Under article 4, the Agreement also refers to a very specific topic: respect for and maintenance of the legal code of the internationally recognized Holy Sites.* This code is known as the Status Quo. Specifically, article 4 deals with Bethlehem’s Church of the Nativity Church, the main Christian shrine on Palestinian territory.
According to international law, the pro-tempore Palestinian civil authorities are obliged to maintain the Status Quo. But, questions remain open on this front as well. For example, an incident that took place in the spring of 2002 serves as a good indictor of the PNA’s will, or lack thereof, to protect religious freedom.* Two years ago, monks of the Greek Orthodox Patriarchate stationed in Bethlehem stole the lock of the main entrance to the Nativity Church, replacing it with their own lock, thus depriving the Catholic Church and the Armenian Church of the right to have that church’s key.* That right is part of the Status Quo, recognized by article 4 of the Basic Agreement.
After months of useless
negotiations with the Greek Orthodox Church, the Catholic Church officially petitioned President Arafat on April 12, 2003, through a letter by the Custodian of the Holy Land, asking that the Palestinian Authority intervene to recover the stolen lock. The letter officially invoked the Basic Agreement, and specifically article 4.* The then-Custodian, Father Battistelli, followed up the letter by meeting personally with Arafat and with the papal representative. Arafat named an ad hoc commission to look into the problem.* This commission recently recognized the validity of the Catholic Church’s claim and was about to issue a definitive decree that would have obliged the Greek Orthodox to return the stolen lock, but the Palestinian government has yet, in effect, to ensure the lock’s return. This is a matter that the new Palestinian government will have to expedite on an urgent basis, if it wants to maintain its credentials for respecting international commitments. The key, in itself, can seem a trivial matter. Instead, it will be a test in credibility for the Palestinian Authority. The very existence of the Church in the Holy Land depends on respect for the Status Quo and, in this case, its respect depends solely on the PNA. Failure to uphold the Status Quo can be blamed on neither occupation nor armed conflict.

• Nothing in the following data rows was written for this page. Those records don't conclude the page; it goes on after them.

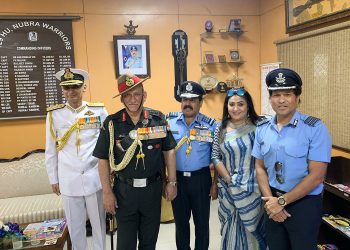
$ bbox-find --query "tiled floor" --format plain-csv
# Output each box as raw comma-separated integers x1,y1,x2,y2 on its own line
73,200,221,250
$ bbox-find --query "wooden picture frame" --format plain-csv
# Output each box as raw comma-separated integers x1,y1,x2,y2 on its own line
205,53,215,63
228,19,241,32
113,35,151,78
218,55,226,63
285,0,350,33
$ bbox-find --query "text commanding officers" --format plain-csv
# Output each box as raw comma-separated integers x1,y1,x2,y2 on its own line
169,81,217,250
45,68,108,250
93,75,177,250
252,68,331,250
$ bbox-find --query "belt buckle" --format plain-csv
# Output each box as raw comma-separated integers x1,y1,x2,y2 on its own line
183,172,191,177
132,178,147,187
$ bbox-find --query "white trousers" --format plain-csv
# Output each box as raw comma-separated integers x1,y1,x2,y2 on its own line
62,190,106,250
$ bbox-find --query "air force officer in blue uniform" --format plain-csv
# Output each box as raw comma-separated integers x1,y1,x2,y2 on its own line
252,68,331,250
169,81,217,250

Violence against Christians and guarantees on the Holy Sites of Christianity are two fundamental indicators of what kind of state the future Palestinian Republic may turn out to be. In speaking at an Islamo-Christian meeting in Ramallah last August, Patriarch Sabbah said, “Rapid and decisive action is needed to contrast the attempts of those who seek to exploit the situation to create further damage and destruction in this land and against its people”. “The risk is,” the Patriarch said, “that onlookers worldwide, in seeing what happens, will reach the conclusion that the Palestinian Authority is unable to protect all its citizens and therefore does not deserve to become an actual state.”